In the 2/8/2010 issue of ESPN magazine, Rick Reilly was on a roll (with the lettuce and tomatoes). His article entitled Some See Jocks Behaving Badly. I See a Cup Half-Full.
Here are some of the morsels of delight...
You can't knock the smile off my face with a snowball. I am Optimist Prime. You see a recession? I see a pawnshop boom. You see global warning? I see terrific new surf spots.
It's been bad news if you're a Mark McGwire fan. He copped to using steroids throughout the '90's, which surprised exactly three (3) people, all of them at the Beijing Dominos Association.
It's been bad news if you're a Tiger Woods fan. Unless you think launching a Scud missile into the middle of your family, losing tens of millions a year in endorsements and having to live like Howard Hughes is a sweet move.
...Lane Kiffin, an unproven, scatter-mouthed, rule-breaking 34-year old whose combined head coaching record is 12-21. Kiffin's leaving the Vols was especially bad news for Kiffin's 1-year old. Monte Knox Kiffin, whose middle name is an homage to Knoxville. Honey, do you have the Wite-Out? Maybe we can pencil in "Troy" on the birth certificate?
...Trading Pete Carroll for Kiffin as your crosstown rival (UCLA) is like trading a hangman for a hangnail.
Some Major League Baseball Prospects according to ESPN mag (same issue as Rick Reilly article)... Max Kepler, 16, OF, Twins. Home Country: Germany Germany's top export: Charlie Getzien (145 wins, 1884-1892).
Many German immigrants played pro ball around the turn of the 20th century but that pipeline dried up. (Yeh, something called World War I.) Last July the Twins gave Kepler an $800,000 bonus-the most ever for a European position player. Kepler, son of ballet dancers, is understandably raw, but his blend of power, speed and athletic grace reminds scouts of J.D. Drew.
Hak-Julee, 19, Cubs. Home Country: South Korea. South Korea's top export: Chan Ho Park (120 career wins). Lee, who signed in 2008 for $725,000 was money in his stateside debut: He hit .330 and stole 25 bases for Boise of the short-season Northwest League. Those numbers look even better when you consider his competition was mostly players drafted out of college. The 6'2" 170-pound Lee has the makings of a classic leadoff man. His blazing speed led one scout to dub him the Korean Jose Reyes.
Alex Liddi, 21, third-baseman, Mariners, Home Country: Italy. Italy's Top Export: Reno Bertoia (batted .244 from 1953-1962).
After three ho-hum years in the minors, the 6'4" 176-pound Liddi, broke out last season, batting .345 with 23 homers Class A-High Desert. Playing in one of the best hitter's parks in the minors didn't hurt but scouts also love Liddi's lean frame and athleticism.

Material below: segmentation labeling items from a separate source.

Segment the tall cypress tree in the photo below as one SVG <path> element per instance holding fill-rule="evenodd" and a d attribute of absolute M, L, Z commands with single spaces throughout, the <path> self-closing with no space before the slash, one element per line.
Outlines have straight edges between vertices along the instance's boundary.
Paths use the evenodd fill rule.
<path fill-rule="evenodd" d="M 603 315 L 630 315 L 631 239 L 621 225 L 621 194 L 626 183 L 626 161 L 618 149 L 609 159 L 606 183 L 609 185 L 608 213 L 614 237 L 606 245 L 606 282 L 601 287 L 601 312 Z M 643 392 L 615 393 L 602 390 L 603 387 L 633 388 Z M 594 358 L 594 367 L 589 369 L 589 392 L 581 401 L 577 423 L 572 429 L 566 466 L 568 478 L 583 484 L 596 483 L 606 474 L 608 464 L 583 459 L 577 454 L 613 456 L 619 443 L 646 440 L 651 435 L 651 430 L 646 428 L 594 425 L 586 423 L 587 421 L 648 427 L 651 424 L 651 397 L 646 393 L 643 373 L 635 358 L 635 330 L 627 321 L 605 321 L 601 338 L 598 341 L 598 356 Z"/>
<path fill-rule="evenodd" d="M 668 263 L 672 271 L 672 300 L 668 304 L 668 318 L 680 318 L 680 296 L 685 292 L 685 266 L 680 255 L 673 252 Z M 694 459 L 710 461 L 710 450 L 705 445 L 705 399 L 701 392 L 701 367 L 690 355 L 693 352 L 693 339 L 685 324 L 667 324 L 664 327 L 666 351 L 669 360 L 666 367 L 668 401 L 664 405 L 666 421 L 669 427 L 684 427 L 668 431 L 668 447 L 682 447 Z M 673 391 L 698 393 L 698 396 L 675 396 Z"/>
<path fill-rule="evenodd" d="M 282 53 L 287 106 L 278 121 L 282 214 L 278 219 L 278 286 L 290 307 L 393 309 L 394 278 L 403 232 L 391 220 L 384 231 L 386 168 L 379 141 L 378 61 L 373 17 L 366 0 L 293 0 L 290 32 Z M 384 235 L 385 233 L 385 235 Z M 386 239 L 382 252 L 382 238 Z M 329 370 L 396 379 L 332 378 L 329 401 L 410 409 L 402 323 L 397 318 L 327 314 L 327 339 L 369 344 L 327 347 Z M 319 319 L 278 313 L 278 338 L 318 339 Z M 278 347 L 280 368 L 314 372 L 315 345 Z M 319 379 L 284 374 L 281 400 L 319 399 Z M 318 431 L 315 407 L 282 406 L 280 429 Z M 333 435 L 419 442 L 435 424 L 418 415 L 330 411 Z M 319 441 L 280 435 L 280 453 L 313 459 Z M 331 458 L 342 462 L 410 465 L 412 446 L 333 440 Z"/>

Jurickson Profar 16, SS, Rangers. Home Country: Curacao. Curacoa's Top Export: Andruw Jones (388 career home runs). The 6'1", 185-pound prefers to play every day, passing up the chance to pitch. The Rangers gave him a 1.55 million bonus last July. Profar, who homered in Curacao's 2004 Little League World Series title game victory, was the talk of the instructional leagues this past fall.
Julio Teheran 19, RHP; Braves. Home Country: Colombia. Colombia's Top Export: Edgar Renteria (2,185 career hits).
Only one Colombian pitcher-2006 Mariner Emiliano Fruto- has ever won a big league game. Braves signed him in 2007 for $850,000. The 6'2" 160-pound righty dominated the rookie-level Appalachian League in 2009, posting a 2.68 ERA for Danville.
K Korner by Tim Kurkjian
Why did the Kansas City Royals give 35-year-old Jason Kendall a 2-year, $6 million contract? KC pitchers led the majors with 89 wild pitches last year, and catcher Miguel Olivo led all backstops with 10 passed balls. Kendall had just 4, and the team thinks the pitching staff will be more confident with the veteran behind the plate.
By re-signing catcher Benjie Molina, the Giants have shown they clearly believe their top prospect, Buster Posey, needs more time in the minors. "He can hit in the big leagues right now," says one scout. "But I saw him in the Arizona Fall League, and I don't think he can catch Tim Lincecum's stuff yet."
Who could have guessed nature's call could lead to a call to a lawyer? In 2008, a fan who said he merely took a potty break during the seventh-inning singing of "God Bless America" was promptly booted from Yankee Stadium. "If a club conditions something like that," says Matt Mitten, director of Marquette's National Sports Law Institute, "it has to provide notice up front, put it on the back of the ticket, make announcements and spell out the consequences." Because the Yanks didn't, the desperate fan took home $10,000 and the seventh-inning stretch now extends all the way to the can. (One of those Blue Collar comedians, Bill Engvall, has that bit of needing to have a sign for everything. Un-be-lieve-able. Only in America, eh Don King?)